There was also a HostStationActivity that did nearly the same thing for bot players.

So we had two subclasses, both hard-coded to persist data to a repository, both passing seven parameters manually.

The subclasses weren’t expressing behavioral variation—they were just injecting data and doing it from domain classes.

The Refactoring

The fix had three parts:

1. Make the domain emit events instead of calling repositories directly:

// In game.updateDie()
this.emit('flip', { batch, flip: batch.lastFlip! });

2. Let the domain object graph provide context:

Instead of passing seven parameters, add a path getter to the batch that derives location from the object graph:

get path(): BatchPath {
    return {
        eventId: this.station!.round!.game!.eventId!,
        gameId: this.station!.round!.game!.id,
        roundNumber: this.station!.round!.roundNumber,
        stationIndex: this.station!.index,
        batchId: this.id
    };
}

3. Subscribe at the application layer:

// Player app: persist own flips
game.on('flip', ({ batch, flip }) => {
    if (flip.playerId === this.session.playerId) {
        repository.saveFlip(batch.path, flip, batch.startTime);
    }
});

// Host app: persist bot flips
game.on('flip', ({ batch, flip }) => {
    const player = batch.station?.player;
    if (player?.type === 'bot') {
        repository.saveFlip(batch.path, flip, batch.startTime);
    }
});

Why This Is Better

Aspect Subclass Approach Observer Approach
Domain purity Domain knows about repositories Domain just emits events
Parameter passing 7 params manually threaded Data derived from object graph
Visibility Side effects hidden in subclasses Side effects explicit at app layer
Duplication Two subclasses doing same thing One unified saveFlip() method
Testability Must mock repository in domain tests Domain tests need no mocks

The Observer pattern keeps the domain pure. The Game class says “a flip happened” and moves on. It doesn’t know or care who’s listening or what they do with that information.

The Pattern in Action

This is the same pattern you use with DOM event listeners:

// DOM
button.addEventListener('click', (event) => {
    saveToDatabase(event.target.value);
});

// Domain
game.on('flip', ({ batch, flip }) => {
    repository.saveFlip(batch.path, flip, batch.startTime);
});

The domain object is the event emitter. Application code subscribes with callbacks. When something happens, all subscribers get notified.
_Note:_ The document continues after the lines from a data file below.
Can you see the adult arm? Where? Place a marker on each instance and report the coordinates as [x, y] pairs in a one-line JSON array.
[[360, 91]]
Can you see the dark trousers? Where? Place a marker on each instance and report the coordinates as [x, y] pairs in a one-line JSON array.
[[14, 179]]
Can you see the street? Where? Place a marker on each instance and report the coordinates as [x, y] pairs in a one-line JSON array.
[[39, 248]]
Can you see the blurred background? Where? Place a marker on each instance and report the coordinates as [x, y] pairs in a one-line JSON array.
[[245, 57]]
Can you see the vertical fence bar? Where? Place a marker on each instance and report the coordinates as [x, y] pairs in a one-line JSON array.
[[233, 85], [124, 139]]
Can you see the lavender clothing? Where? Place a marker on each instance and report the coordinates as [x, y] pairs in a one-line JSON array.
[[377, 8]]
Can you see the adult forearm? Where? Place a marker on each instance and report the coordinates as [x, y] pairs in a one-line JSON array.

This event-driven approach to persistence fits naturally in the JavaScript ecosystem, where EventEmitter patterns are idiomatic—from Node.js core to frontend frameworks. This decades-old refactoring isn’t just still applicable, it’s idiomatic.


Sidebar: How Does Claude Refactor Code?

When I mentioned refactoring “with Claude,” you might wonder how an AI actually edits code. Does it use an abstract syntax tree like an IDE?

No. Claude Code uses text-based editing—reading files as plain text, searching with grep, and making edits via string replacement. There’s no AST, no symbol resolution, no type checker.

Instead, Claude relies on pattern recognition from training data. When it sees a subclass that only calls super and adds a side effect, it recognizes the smell—not by parsing node types, but because it’s seen millions of similar patterns.

This is both powerful (works with any language, can make judgment calls) and limited (might miss a reference, no compilation guarantees). It’s closer to how a human reads and edits code than how an IDE refactors it.

The decades-old patterns still guide the refactoring. The tools just read the code differently now.


When to Apply This Refactoring

Look for these signs:

  • Subclasses that only add side effects (persistence, logging, analytics)
  • Multiple subclasses doing nearly identical things to different targets
  • Domain classes with repository dependencies they shouldn’t have

When you spot these, consider Replace Hard-Coded Notifications with Observer. Your domain stays focused on business logic, and side effects move to the application layer where they belong.